Try as he might, Darrell Hair just can't hide from the limelight, even in Nairobi. Cynics might wonder whether he feeds off it but, in a hastily arranged press conference on the first-floor lobby of the Nairobi Hilton, there was evidence of a man fed up with his life overshadowing the matches in which he officiates.
"I can confirm I have instructed my lawyers, Finers Stephens Innocent, 179 Portland Street, London, to issue an application to the London Central Employment Tribunal," he said, "alleging racial discrimination from the International Cricket Council and the Pakistan Cricket Board. Therefore it is inappropriate for me to make further comment as this matter is yet to be determined by the tribunal."

But try as one might, it's difficult to feel much sympathy for him. Once again he is in the spotlight; once again his dealings with the ICC have eclipsed the cricket. And today, he stole the limelight from Kenya who, in trouncing Scotland by eight wickets, took the inaugural World Cricket League title. It was their day and the clutch of reporters and cameramen ought to have been back at the Gymkhana, where the final had been held, to report on the match - something Hair himself wished for.

"I've just umpired a cricket match today. The World Cricket League is something the ICC has really worked on," he said. "I think it's a shame other things have to overshadow that, and it looks like they have. I wish everyone here was reporting on the cricket match, and not this.

"I haven't spoken to anybody about this. I hope you understand that I haven't released any information about this. Somebody else obviously has. I've got no idea who but I value confidentially, unfortunately I've discovered other people don't."

That much we can sympathise with, but the timing of his application to the Employment Tribunal (last Friday) was plain foolish. Had his lawyers waited until the end of the World Cricket League, by which time Hair would have gone home to batten down the hatches, this needless distraction could have been avoided. He, too, might have been portrayed in a slightly fairer light rather than the bully who elbowed his way into Kenya's parade.

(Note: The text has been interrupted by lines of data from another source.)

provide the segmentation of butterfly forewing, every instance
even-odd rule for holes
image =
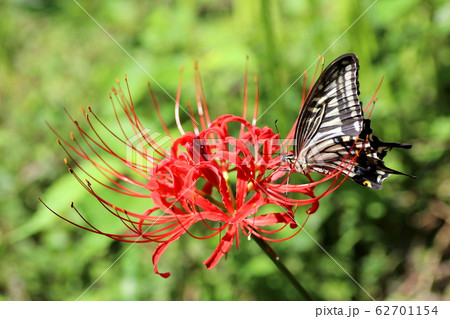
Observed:
[[[297,120],[294,144],[297,161],[308,160],[309,164],[321,161],[317,158],[322,155],[321,141],[331,139],[333,142],[333,138],[339,136],[356,137],[361,132],[358,69],[358,58],[354,54],[343,55],[333,61],[314,84]],[[331,154],[335,154],[334,159],[341,156],[339,152]],[[330,160],[329,156],[324,157]]]

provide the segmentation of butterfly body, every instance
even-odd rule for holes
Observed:
[[[322,72],[300,110],[294,154],[285,160],[302,174],[341,170],[363,186],[381,189],[389,175],[406,175],[384,165],[387,150],[411,145],[385,143],[372,134],[359,100],[358,71],[358,58],[349,53]]]

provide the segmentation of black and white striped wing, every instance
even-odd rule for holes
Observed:
[[[358,58],[345,54],[322,72],[300,111],[294,153],[332,136],[358,136],[362,109],[358,98]]]
[[[334,168],[325,163],[348,154],[336,138],[356,138],[363,128],[358,70],[356,55],[345,54],[330,63],[314,84],[297,120],[297,171],[330,173]]]
[[[330,174],[346,167],[343,172],[355,182],[380,189],[389,175],[403,174],[384,166],[386,150],[411,145],[384,143],[372,135],[359,100],[358,71],[358,58],[349,53],[322,72],[297,119],[294,164],[300,173]]]

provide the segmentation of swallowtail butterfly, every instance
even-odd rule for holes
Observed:
[[[284,161],[303,174],[342,170],[358,184],[381,189],[389,175],[407,175],[384,165],[387,151],[411,144],[385,143],[372,134],[359,100],[358,70],[358,58],[349,53],[322,72],[300,110],[294,153]]]

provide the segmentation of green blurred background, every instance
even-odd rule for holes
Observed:
[[[261,114],[372,3],[80,1],[172,96],[184,66],[182,103],[195,100],[199,61],[213,118],[241,114],[247,55],[250,78],[259,77]],[[97,223],[106,215],[67,172],[45,121],[65,137],[75,128],[63,107],[81,119],[79,107],[91,105],[111,121],[109,88],[128,74],[139,116],[162,130],[146,88],[151,79],[75,2],[2,1],[0,11],[0,299],[301,300],[253,241],[242,240],[206,270],[202,262],[217,238],[185,236],[164,253],[159,269],[172,276],[162,279],[153,274],[155,245],[127,250],[129,244],[77,229],[45,209],[38,197],[62,214],[71,213],[74,201]],[[386,162],[416,180],[394,176],[381,191],[347,181],[307,224],[376,300],[450,299],[449,36],[448,1],[380,0],[325,55],[326,64],[343,53],[358,55],[365,104],[384,76],[374,131],[382,140],[414,145],[391,152]],[[173,102],[152,84],[176,132]],[[286,134],[301,84],[258,124],[274,128],[278,119]],[[250,101],[253,92],[250,85]],[[272,246],[317,298],[370,300],[305,233]]]

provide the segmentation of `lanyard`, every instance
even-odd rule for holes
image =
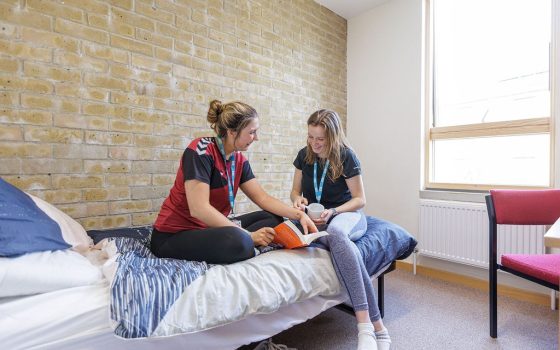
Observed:
[[[321,203],[321,196],[323,195],[323,185],[325,183],[325,177],[327,176],[327,169],[329,168],[329,160],[325,163],[323,168],[323,175],[321,175],[321,182],[319,182],[319,187],[317,187],[317,160],[313,164],[313,188],[315,188],[315,198],[317,203]]]
[[[233,195],[233,186],[235,184],[235,152],[231,154],[229,157],[230,163],[230,171],[231,171],[231,180],[227,169],[227,160],[226,160],[226,151],[224,149],[224,143],[219,136],[216,136],[216,143],[218,144],[218,148],[220,149],[220,153],[222,154],[222,158],[224,158],[224,165],[226,169],[226,178],[228,184],[228,195],[229,195],[229,204],[231,205],[231,213],[233,214],[233,205],[235,204],[235,197]]]

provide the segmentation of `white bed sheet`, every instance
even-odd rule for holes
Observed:
[[[346,300],[316,296],[206,331],[123,339],[109,326],[109,286],[69,288],[0,300],[0,344],[5,349],[143,350],[236,349],[269,338]]]
[[[19,298],[0,299],[0,344],[28,349],[60,339],[95,334],[109,324],[109,286],[61,289]]]

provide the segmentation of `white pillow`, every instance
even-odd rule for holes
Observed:
[[[91,237],[87,235],[86,230],[76,220],[41,198],[35,197],[29,193],[26,194],[31,197],[39,209],[56,221],[58,226],[60,226],[62,238],[64,238],[66,243],[72,246],[72,249],[78,252],[85,252],[93,245]]]
[[[99,267],[70,249],[0,257],[0,297],[45,293],[102,280]]]

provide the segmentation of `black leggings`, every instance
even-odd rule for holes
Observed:
[[[248,231],[274,227],[284,219],[267,211],[236,217]],[[224,226],[201,230],[161,232],[154,228],[151,249],[159,258],[206,261],[209,264],[231,264],[255,256],[255,244],[244,230]]]

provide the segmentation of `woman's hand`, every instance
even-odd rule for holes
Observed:
[[[301,227],[303,227],[303,233],[308,234],[310,232],[318,232],[317,226],[313,223],[313,220],[307,214],[301,213],[301,217],[299,219],[299,223]]]
[[[301,211],[305,210],[305,206],[307,204],[307,198],[305,198],[304,196],[297,196],[297,198],[294,200],[294,208],[297,208]]]
[[[255,243],[255,246],[267,246],[274,240],[274,236],[276,232],[272,227],[263,227],[261,229],[256,230],[255,232],[251,232],[251,238]]]
[[[317,226],[325,225],[327,222],[329,222],[329,220],[331,219],[333,214],[334,214],[334,212],[333,212],[332,209],[325,209],[321,213],[321,217],[319,217],[318,219],[313,219],[313,222]]]

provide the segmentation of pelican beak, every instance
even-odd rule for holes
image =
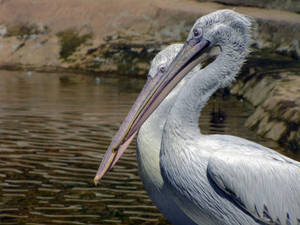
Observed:
[[[209,48],[210,42],[201,39],[188,39],[164,73],[158,73],[149,79],[136,102],[112,139],[94,178],[97,184],[100,179],[116,164],[139,128],[176,84],[197,64],[201,63],[201,55]]]

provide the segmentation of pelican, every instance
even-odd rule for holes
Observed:
[[[182,46],[183,44],[172,44],[154,57],[148,73],[148,82],[155,76],[160,76],[167,69]],[[167,119],[165,115],[174,104],[178,91],[190,79],[191,74],[199,70],[200,65],[178,83],[141,126],[137,135],[139,175],[150,199],[172,224],[196,225],[175,204],[172,194],[168,192],[160,174],[159,153],[162,131]]]
[[[199,225],[300,224],[299,162],[239,137],[203,135],[198,127],[209,97],[234,80],[249,54],[251,22],[231,10],[196,21],[168,69],[141,92],[95,182],[112,168],[172,89],[217,48],[216,59],[192,71],[165,115],[159,161],[164,186],[177,207]]]

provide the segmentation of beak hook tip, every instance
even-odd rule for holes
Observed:
[[[94,185],[95,185],[95,186],[98,185],[99,180],[100,180],[99,177],[98,177],[98,176],[95,176],[95,178],[94,178]]]

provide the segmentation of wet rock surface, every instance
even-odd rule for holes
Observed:
[[[291,150],[300,149],[300,65],[287,58],[249,59],[232,92],[255,107],[246,126]]]

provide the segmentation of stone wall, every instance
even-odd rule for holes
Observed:
[[[257,56],[256,56],[257,57]],[[274,57],[274,56],[273,56]],[[249,59],[232,93],[255,106],[246,126],[259,135],[300,149],[300,64],[288,57]]]

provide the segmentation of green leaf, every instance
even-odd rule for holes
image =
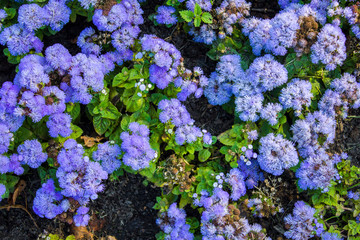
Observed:
[[[100,105],[99,105],[99,107],[100,107]],[[107,119],[111,119],[111,120],[117,120],[121,116],[121,113],[111,102],[108,102],[106,104],[105,109],[100,109],[100,114],[103,118],[107,118]]]
[[[191,153],[191,154],[194,154],[195,148],[194,148],[193,145],[187,145],[187,146],[186,146],[186,151],[188,151],[188,152]]]
[[[204,22],[204,23],[212,23],[213,21],[213,17],[211,16],[210,13],[208,12],[204,12],[202,15],[201,15],[201,20]]]
[[[200,16],[202,13],[201,7],[198,3],[195,3],[194,13],[195,16]]]
[[[97,134],[103,135],[110,127],[111,121],[101,116],[95,116],[93,119],[94,128]]]
[[[65,240],[76,240],[74,235],[67,236]]]
[[[66,105],[66,112],[70,114],[72,119],[76,119],[80,115],[80,104],[69,103]]]
[[[180,11],[180,16],[181,16],[186,22],[191,22],[191,21],[194,19],[195,14],[194,14],[192,11],[183,10],[183,11]]]
[[[199,161],[205,162],[211,156],[211,152],[207,149],[203,149],[199,152]]]
[[[72,23],[76,22],[76,11],[72,11],[70,14],[70,21]]]
[[[236,142],[236,137],[233,136],[233,130],[229,129],[221,133],[217,139],[226,146],[233,146]]]
[[[200,16],[195,17],[194,26],[195,27],[200,27],[200,24],[201,24],[201,17]]]
[[[121,119],[121,123],[120,123],[121,129],[124,131],[127,131],[127,128],[129,126],[130,122],[131,122],[130,116],[128,116],[128,115],[124,116]]]
[[[134,97],[135,98],[135,97]],[[145,100],[143,98],[135,98],[135,99],[130,99],[130,101],[126,104],[126,110],[128,112],[136,112],[137,110],[139,110],[140,108],[143,107],[143,105],[145,104]]]

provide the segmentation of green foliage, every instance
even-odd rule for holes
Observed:
[[[185,22],[194,21],[195,27],[200,27],[201,21],[207,24],[211,24],[213,22],[212,15],[209,12],[203,12],[198,3],[195,4],[194,12],[190,10],[183,10],[179,13]]]

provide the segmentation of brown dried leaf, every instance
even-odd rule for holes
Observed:
[[[74,234],[76,240],[93,240],[94,234],[89,232],[86,227],[76,227],[71,225],[71,233]]]
[[[9,202],[10,205],[15,205],[17,197],[21,194],[21,192],[25,189],[25,187],[26,187],[26,182],[21,179],[15,186],[15,191],[10,198],[11,199],[11,202]]]
[[[84,144],[87,147],[92,147],[94,146],[97,142],[99,143],[102,139],[104,139],[103,137],[89,137],[89,136],[81,136],[81,139],[84,140]]]
[[[105,219],[99,219],[95,214],[93,214],[89,221],[89,227],[92,232],[101,230],[105,226]]]

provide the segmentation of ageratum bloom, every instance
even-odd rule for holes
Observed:
[[[299,157],[294,144],[281,135],[270,133],[260,139],[258,162],[262,170],[275,176],[296,166]]]

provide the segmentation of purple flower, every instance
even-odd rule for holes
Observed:
[[[25,29],[20,24],[4,28],[0,32],[0,44],[6,45],[13,56],[28,53],[31,49],[41,52],[44,44],[33,31]]]
[[[253,84],[258,84],[262,91],[271,91],[288,80],[286,68],[270,54],[256,58],[246,71]]]
[[[324,149],[317,150],[315,155],[306,158],[296,171],[299,179],[298,185],[301,189],[327,190],[331,180],[338,175],[333,159]]]
[[[81,206],[78,208],[78,210],[76,211],[76,215],[74,216],[75,226],[80,227],[88,225],[88,222],[90,220],[90,216],[89,214],[87,214],[88,211],[89,208],[87,207]]]
[[[279,101],[285,109],[292,108],[295,110],[295,115],[299,116],[304,106],[310,106],[312,97],[311,83],[294,78],[285,88],[281,89]]]
[[[250,162],[251,164],[247,164],[247,162]],[[238,168],[244,175],[246,187],[248,189],[253,189],[258,185],[259,181],[264,181],[265,178],[256,160],[248,160],[247,162],[238,161]]]
[[[316,43],[311,47],[311,61],[322,62],[326,70],[334,70],[346,59],[346,37],[340,27],[326,24],[317,36]]]
[[[149,167],[150,161],[156,158],[156,152],[150,146],[149,129],[146,125],[132,122],[129,125],[129,132],[122,132],[121,150],[123,162],[134,170]]]
[[[263,101],[264,96],[261,93],[244,97],[239,96],[235,99],[235,110],[239,113],[241,120],[256,122],[259,119],[257,113],[262,109]]]
[[[193,125],[183,125],[175,131],[175,142],[179,145],[186,143],[193,143],[197,138],[202,137],[203,134],[200,128]]]
[[[306,158],[320,148],[326,150],[335,139],[335,127],[335,119],[319,111],[296,120],[291,126],[292,139],[298,144],[300,156]]]
[[[140,28],[125,23],[121,28],[111,34],[111,43],[119,52],[125,51],[131,46],[140,33]]]
[[[69,50],[57,43],[46,48],[45,59],[54,69],[66,71],[71,66],[72,56]]]
[[[81,48],[81,52],[84,54],[95,54],[99,55],[101,52],[101,46],[93,41],[98,37],[95,34],[95,30],[92,27],[87,27],[81,31],[77,45]]]
[[[18,22],[29,31],[44,25],[46,12],[36,3],[21,5],[18,14]]]
[[[67,113],[56,113],[49,117],[46,122],[51,137],[56,138],[59,135],[69,137],[72,133],[71,116]]]
[[[46,153],[43,153],[41,143],[36,139],[26,140],[18,146],[17,151],[20,155],[21,163],[27,164],[31,168],[40,167],[48,157]]]
[[[260,139],[258,162],[262,170],[275,176],[284,169],[296,166],[299,162],[297,151],[292,142],[281,135],[270,133]]]
[[[176,127],[180,127],[194,122],[185,106],[175,98],[161,100],[159,102],[159,109],[162,110],[159,114],[159,120],[162,123],[171,121]]]
[[[260,111],[260,117],[267,120],[270,125],[277,124],[277,118],[279,112],[282,110],[282,106],[279,103],[268,103]]]
[[[186,8],[193,12],[196,3],[199,4],[202,10],[207,12],[211,11],[212,4],[210,0],[189,0],[186,1]]]
[[[245,177],[237,168],[231,169],[227,177],[231,186],[230,198],[233,201],[237,201],[246,194]]]
[[[314,236],[315,227],[313,223],[315,209],[306,205],[303,201],[297,201],[292,215],[284,218],[285,224],[289,226],[289,230],[284,233],[285,237],[294,240],[309,239]]]
[[[192,240],[194,235],[189,231],[186,223],[186,212],[176,207],[176,203],[169,206],[167,212],[162,212],[156,219],[156,224],[166,234],[165,239]]]
[[[55,190],[54,180],[49,179],[36,191],[33,210],[39,217],[48,219],[66,212],[69,208],[68,200],[63,200],[63,195]]]
[[[111,174],[121,166],[121,161],[119,160],[120,154],[120,147],[108,141],[99,144],[98,149],[93,152],[92,157],[95,161],[101,162],[104,170]]]
[[[284,11],[271,19],[269,39],[265,48],[275,55],[284,56],[287,48],[295,47],[296,33],[300,29],[298,16],[293,11]]]
[[[65,0],[50,0],[45,6],[45,23],[53,31],[60,31],[70,20],[71,9]]]
[[[0,154],[8,151],[12,137],[8,126],[0,123]]]
[[[157,14],[155,15],[155,20],[159,24],[176,24],[177,18],[175,15],[175,8],[170,6],[160,6],[157,9]]]

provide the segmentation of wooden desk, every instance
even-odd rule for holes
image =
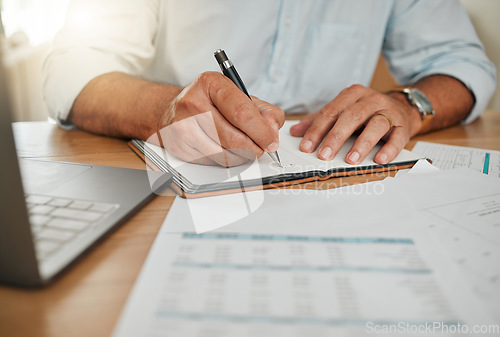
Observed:
[[[44,122],[16,123],[14,132],[23,157],[144,168],[123,140],[78,130],[63,131]],[[500,111],[486,111],[471,125],[419,136],[407,148],[418,140],[500,150]],[[301,186],[333,188],[380,180],[389,174],[394,173]],[[170,196],[156,197],[45,289],[0,286],[0,336],[110,336],[173,200],[172,192]]]

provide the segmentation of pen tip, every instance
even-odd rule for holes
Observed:
[[[281,159],[280,159],[280,156],[278,154],[278,151],[276,151],[276,162],[278,163],[279,167],[283,168],[283,165],[281,164]]]

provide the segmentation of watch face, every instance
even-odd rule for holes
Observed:
[[[423,92],[421,92],[418,89],[413,89],[412,98],[413,98],[413,103],[419,106],[423,111],[425,111],[426,114],[433,113],[432,104],[431,102],[429,102],[427,96],[425,96]]]

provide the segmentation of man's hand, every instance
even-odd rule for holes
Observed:
[[[392,128],[389,119],[392,121]],[[362,131],[345,161],[359,164],[381,140],[386,143],[375,155],[375,162],[386,164],[401,152],[421,125],[419,113],[402,94],[383,94],[361,85],[344,89],[333,101],[293,126],[290,133],[304,137],[300,150],[332,160],[345,141],[358,129]]]
[[[433,75],[411,86],[422,90],[436,111],[431,125],[423,132],[458,123],[474,106],[474,96],[453,77]],[[391,118],[392,130],[387,119],[377,113]],[[215,127],[203,124],[206,115],[213,116],[210,120]],[[197,125],[187,130],[180,124],[174,126],[182,120],[195,120]],[[177,147],[173,150],[176,155],[185,160],[208,155],[210,161],[204,163],[226,166],[243,162],[249,157],[248,152],[255,158],[264,150],[275,150],[277,129],[283,125],[284,115],[272,104],[256,98],[249,100],[220,73],[204,73],[184,89],[123,73],[108,73],[83,88],[73,104],[69,121],[97,134],[143,140],[155,135],[159,128],[172,126],[175,132],[162,140],[167,147]],[[346,161],[361,162],[382,138],[387,143],[375,161],[384,164],[394,159],[408,139],[419,132],[421,123],[417,110],[403,94],[382,94],[355,85],[342,91],[319,112],[304,118],[291,133],[304,137],[302,151],[313,152],[319,146],[320,158],[329,160],[356,129],[365,126]],[[167,142],[168,139],[173,139],[173,143]],[[207,140],[210,142],[203,142]],[[221,158],[221,153],[222,157],[226,154],[225,158]]]
[[[284,120],[283,110],[206,72],[168,104],[158,130],[161,145],[182,160],[234,166],[276,151]]]

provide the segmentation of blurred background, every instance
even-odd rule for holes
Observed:
[[[5,67],[14,121],[47,120],[42,64],[70,0],[0,0]]]
[[[47,120],[41,91],[41,67],[52,39],[62,26],[71,0],[0,0],[5,26],[6,68],[14,121]],[[500,0],[461,0],[472,18],[489,58],[500,77]],[[425,24],[425,23],[424,23]],[[395,85],[383,59],[372,87],[388,90]],[[500,89],[489,108],[500,110]]]

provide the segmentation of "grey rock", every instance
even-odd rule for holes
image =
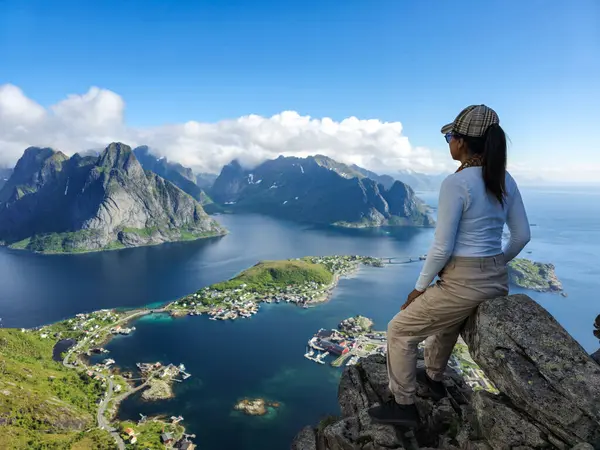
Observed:
[[[499,396],[485,391],[476,392],[473,395],[473,409],[481,436],[494,450],[551,445],[543,430]]]
[[[573,446],[571,450],[594,450],[594,447],[591,444],[581,443]]]
[[[294,438],[291,450],[317,450],[317,435],[312,427],[304,427]]]
[[[592,353],[591,356],[594,361],[596,361],[598,364],[600,364],[600,349],[598,349],[594,353]]]
[[[463,337],[516,409],[569,445],[600,446],[600,367],[544,308],[526,295],[485,302]]]
[[[189,167],[168,161],[164,157],[157,157],[146,145],[134,148],[133,153],[144,170],[149,170],[161,178],[170,181],[202,205],[211,202],[204,190],[196,184],[196,176]]]
[[[323,437],[325,448],[330,450],[404,448],[394,427],[372,424],[366,409],[329,425]]]

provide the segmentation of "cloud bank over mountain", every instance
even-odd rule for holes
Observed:
[[[387,174],[403,169],[439,174],[456,168],[447,155],[413,145],[400,122],[356,117],[336,122],[283,111],[272,117],[134,127],[126,123],[125,107],[120,95],[98,87],[46,108],[19,87],[0,85],[0,167],[14,165],[29,146],[52,147],[71,155],[121,141],[148,145],[154,154],[196,172],[218,173],[234,158],[252,167],[281,154],[318,153]],[[526,164],[509,157],[508,168],[519,181],[530,184],[598,183],[600,174],[594,161],[578,159]]]
[[[218,172],[234,158],[252,166],[280,154],[316,153],[387,172],[411,168],[439,173],[452,168],[430,150],[413,146],[400,122],[356,117],[336,122],[284,111],[272,117],[139,128],[127,125],[124,112],[125,101],[118,94],[98,87],[44,108],[17,86],[2,85],[0,165],[13,165],[32,145],[73,154],[122,141],[149,145],[157,155],[203,172]]]

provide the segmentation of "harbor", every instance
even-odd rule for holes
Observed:
[[[385,332],[371,331],[373,322],[362,316],[350,317],[338,325],[338,329],[321,328],[307,343],[304,357],[318,364],[325,364],[328,356],[335,357],[329,363],[333,367],[355,365],[361,358],[372,354],[385,355],[387,340]]]

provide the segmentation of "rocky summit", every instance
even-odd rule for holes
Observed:
[[[215,202],[289,220],[342,227],[431,226],[433,219],[410,186],[387,186],[326,156],[280,156],[252,170],[237,161],[212,186]],[[389,178],[389,177],[388,177]]]
[[[83,252],[223,234],[191,196],[145,172],[131,148],[68,158],[28,148],[0,190],[0,241],[39,252]]]
[[[600,448],[600,366],[546,310],[525,295],[497,298],[463,338],[499,395],[472,391],[449,369],[446,398],[417,397],[416,430],[373,424],[368,408],[391,393],[385,357],[372,356],[344,371],[341,417],[304,428],[292,449]]]

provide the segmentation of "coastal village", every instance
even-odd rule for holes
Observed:
[[[252,317],[265,303],[291,303],[308,308],[327,301],[339,279],[351,275],[361,265],[382,267],[384,264],[381,259],[364,256],[265,261],[229,281],[202,288],[164,307],[80,313],[51,325],[21,331],[35,332],[41,339],[57,341],[55,361],[62,361],[65,367],[101,382],[106,392],[98,400],[98,426],[113,435],[119,448],[191,449],[195,446],[192,440],[195,436],[185,434],[181,416],[171,417],[170,421],[141,416],[137,423],[113,422],[119,403],[142,389],[142,398],[146,401],[171,398],[173,383],[184,382],[191,376],[185,366],[145,362],[137,364],[137,374],[120,373],[117,361],[107,355],[109,352],[103,346],[116,336],[134,333],[135,327],[128,324],[148,314],[170,314],[172,317],[206,314],[211,320],[235,320]],[[519,285],[534,283],[537,286],[549,282],[557,285],[551,270],[522,271],[520,276]],[[356,316],[340,322],[337,329],[318,330],[308,340],[304,356],[311,362],[328,362],[341,367],[357,364],[371,354],[385,355],[386,333],[373,331],[372,327],[370,319]],[[422,345],[420,351],[423,351]],[[449,365],[473,389],[497,392],[473,362],[462,340],[457,343]],[[262,415],[278,407],[277,402],[264,399],[243,399],[234,409],[248,415]]]
[[[175,301],[167,309],[175,317],[206,313],[212,320],[235,320],[252,317],[261,303],[292,303],[308,308],[327,301],[339,279],[354,273],[361,264],[383,267],[381,259],[368,256],[261,262],[228,282],[203,288]],[[296,273],[305,276],[296,277]]]
[[[138,363],[137,373],[123,372],[116,361],[107,357],[110,352],[103,345],[115,336],[127,336],[135,327],[126,326],[132,320],[147,314],[162,313],[162,310],[134,310],[117,312],[101,310],[77,314],[74,318],[41,327],[35,332],[41,339],[55,339],[55,361],[80,371],[91,380],[100,382],[106,389],[98,400],[98,426],[115,437],[119,448],[174,448],[193,449],[192,435],[185,434],[179,423],[183,417],[171,420],[148,419],[142,416],[137,423],[120,422],[117,428],[111,425],[121,401],[138,391],[145,401],[156,401],[173,397],[172,386],[191,377],[183,364],[161,362]],[[21,330],[30,332],[30,330]],[[57,348],[59,351],[57,351]]]
[[[118,428],[110,425],[119,403],[135,392],[143,390],[142,398],[146,401],[171,398],[173,383],[184,382],[191,376],[185,366],[138,363],[137,374],[120,373],[117,362],[104,357],[109,351],[103,345],[115,336],[135,332],[135,327],[127,324],[148,314],[169,313],[178,317],[207,313],[213,320],[234,320],[256,314],[261,303],[285,302],[307,308],[328,300],[339,278],[355,272],[361,264],[383,266],[377,258],[361,256],[308,257],[259,263],[233,280],[201,289],[163,308],[80,313],[34,331],[42,339],[58,341],[54,355],[56,361],[85,373],[105,387],[106,393],[98,401],[98,426],[110,431],[120,448],[147,448],[147,443],[153,442],[157,446],[148,448],[190,449],[194,448],[192,439],[195,436],[185,434],[179,423],[183,420],[181,416],[172,417],[170,422],[142,416],[137,423],[120,422]],[[93,364],[92,360],[95,361]],[[261,415],[274,411],[278,406],[277,402],[244,399],[234,409],[249,415]]]

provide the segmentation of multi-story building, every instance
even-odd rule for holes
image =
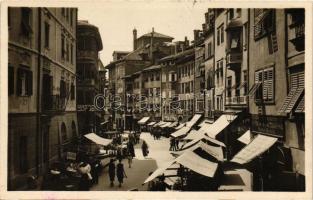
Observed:
[[[204,110],[205,117],[214,119],[214,9],[208,9],[205,13],[205,23],[203,24],[204,37],[204,69],[205,69],[205,93]]]
[[[128,87],[127,82],[129,78],[134,73],[154,65],[160,58],[169,55],[171,48],[167,43],[170,43],[172,40],[172,37],[157,33],[154,30],[137,38],[137,30],[134,29],[133,51],[127,55],[125,55],[127,52],[114,52],[114,61],[107,65],[106,68],[109,69],[109,89],[112,92],[112,96],[115,96],[113,108],[115,112],[112,112],[115,128],[129,129],[133,127],[131,124],[134,124],[135,121],[131,117],[132,114],[127,113],[128,109],[126,109],[127,93],[133,90],[133,87]],[[143,88],[142,83],[141,87]],[[135,115],[138,117],[138,114]],[[126,119],[128,122],[126,122]]]
[[[99,91],[99,51],[102,40],[98,27],[88,21],[77,24],[77,117],[79,133],[97,132],[101,111],[95,108],[94,98]],[[103,91],[101,91],[103,93]]]
[[[9,8],[9,190],[77,135],[75,8]]]
[[[249,21],[251,132],[277,138],[254,183],[304,190],[304,10],[251,9]]]

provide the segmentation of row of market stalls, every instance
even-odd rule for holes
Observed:
[[[182,145],[178,151],[171,152],[173,160],[160,166],[144,183],[164,175],[165,181],[178,190],[252,191],[258,178],[253,175],[263,173],[262,167],[255,166],[277,138],[253,137],[249,129],[234,134],[233,124],[238,120],[242,119],[233,113],[223,114],[216,121],[203,120],[196,114],[186,123],[173,125],[169,136],[180,140]],[[172,124],[150,122],[148,126],[162,128]],[[179,187],[175,186],[178,182]]]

Fortunately, Hair wisely chose to hold the press conference away from the Gymkhana and away from Kenya's party. That it was staged on the landing of a hotel; that he read a messy, hastily handwritten statement - and that he was legally unable to answer the majority of the questions fielded to him - rather summed up the whole affair. A bit of a mess. Lastly, just before shuffling into the lift, he confirmed that today's match was "his last for the time being". His next chapter might be about to get even messier but, for now, let Kenya party long into the night.